There isn't a technical reason why this function cannot handle a dirty
buffer, but it seems like a mistake in data handling to dirty a buffer
and /then/ decide it's garbage.  That's what the lengthy assertion below
is about...

> > + * be marked stale, but b_error will not be set.  The caller is responsible for
> > + * releasing the buffer or fixing it.
> > + */
> > +void
> > +__xfs_buf_mark_corrupt(
> > +	struct xfs_buf		*bp,
> > +	xfs_failaddr_t		fa)
> > +{
> > +	ASSERT(bp->b_log_item == NULL ||
> > +	       !(bp->b_log_item->bli_flags & XFS_BLI_DIRTY));
> 
> XFS_BLI_DIRTY isn't a complete definition of a dirty buffer.
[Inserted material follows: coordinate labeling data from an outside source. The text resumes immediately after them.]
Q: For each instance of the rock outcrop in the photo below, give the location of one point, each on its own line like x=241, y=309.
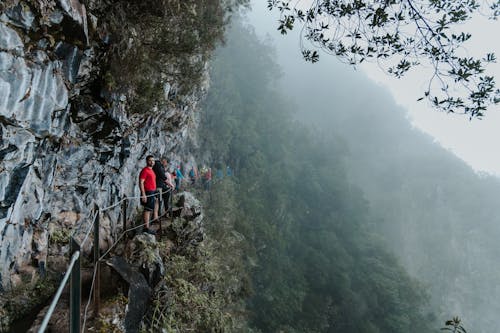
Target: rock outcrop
x=68, y=138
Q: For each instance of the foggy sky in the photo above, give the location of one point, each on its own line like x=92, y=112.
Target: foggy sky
x=476, y=141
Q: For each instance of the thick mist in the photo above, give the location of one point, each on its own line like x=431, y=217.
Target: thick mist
x=439, y=217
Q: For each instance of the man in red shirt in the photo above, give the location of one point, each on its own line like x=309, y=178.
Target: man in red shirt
x=147, y=184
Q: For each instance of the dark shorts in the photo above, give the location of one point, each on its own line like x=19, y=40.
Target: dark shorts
x=149, y=205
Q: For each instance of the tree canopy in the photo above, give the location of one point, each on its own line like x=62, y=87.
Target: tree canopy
x=399, y=35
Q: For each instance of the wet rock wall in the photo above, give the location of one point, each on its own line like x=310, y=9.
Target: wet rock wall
x=65, y=143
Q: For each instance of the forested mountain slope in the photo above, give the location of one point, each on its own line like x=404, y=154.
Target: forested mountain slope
x=440, y=217
x=311, y=262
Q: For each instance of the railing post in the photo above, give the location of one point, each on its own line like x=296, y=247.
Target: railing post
x=124, y=213
x=97, y=255
x=75, y=293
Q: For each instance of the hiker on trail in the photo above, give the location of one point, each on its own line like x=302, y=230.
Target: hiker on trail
x=163, y=180
x=147, y=185
x=192, y=175
x=219, y=174
x=178, y=178
x=208, y=179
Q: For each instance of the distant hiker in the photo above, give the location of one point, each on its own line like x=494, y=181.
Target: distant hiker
x=163, y=180
x=208, y=179
x=219, y=174
x=178, y=178
x=147, y=185
x=192, y=176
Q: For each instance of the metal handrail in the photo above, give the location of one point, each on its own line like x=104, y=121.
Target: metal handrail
x=97, y=258
x=52, y=307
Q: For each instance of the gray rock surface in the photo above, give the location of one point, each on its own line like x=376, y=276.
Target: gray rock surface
x=65, y=147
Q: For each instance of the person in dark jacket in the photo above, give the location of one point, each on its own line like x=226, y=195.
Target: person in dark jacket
x=163, y=181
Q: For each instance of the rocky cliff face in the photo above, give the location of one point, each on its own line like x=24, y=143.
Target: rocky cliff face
x=68, y=137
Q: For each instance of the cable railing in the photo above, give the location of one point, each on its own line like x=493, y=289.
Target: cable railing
x=74, y=266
What it
> means is "modifications to this buffer are not yet
> committed to the journal". It may have been linked into a
> transaction but not modified, but it can still be XFS_BLI_DIRTY
> because it is in the CIL. IOWs, transactions can cancel safely
> aborted even when the items in it are dirty as long as the
> transaction itself is clean and made no modifications to the object.
> 
> Hence I'm not sure what you are trying to protect against here?

...ah, ok, I'll just get rid of the assertion entirely then.

--D

> 
> The rest of the code looks fine.
> 
> Cheers,
> 
> Dave,
> -- 
> Dave Chinner
> david@xxxxxxxxxxxxx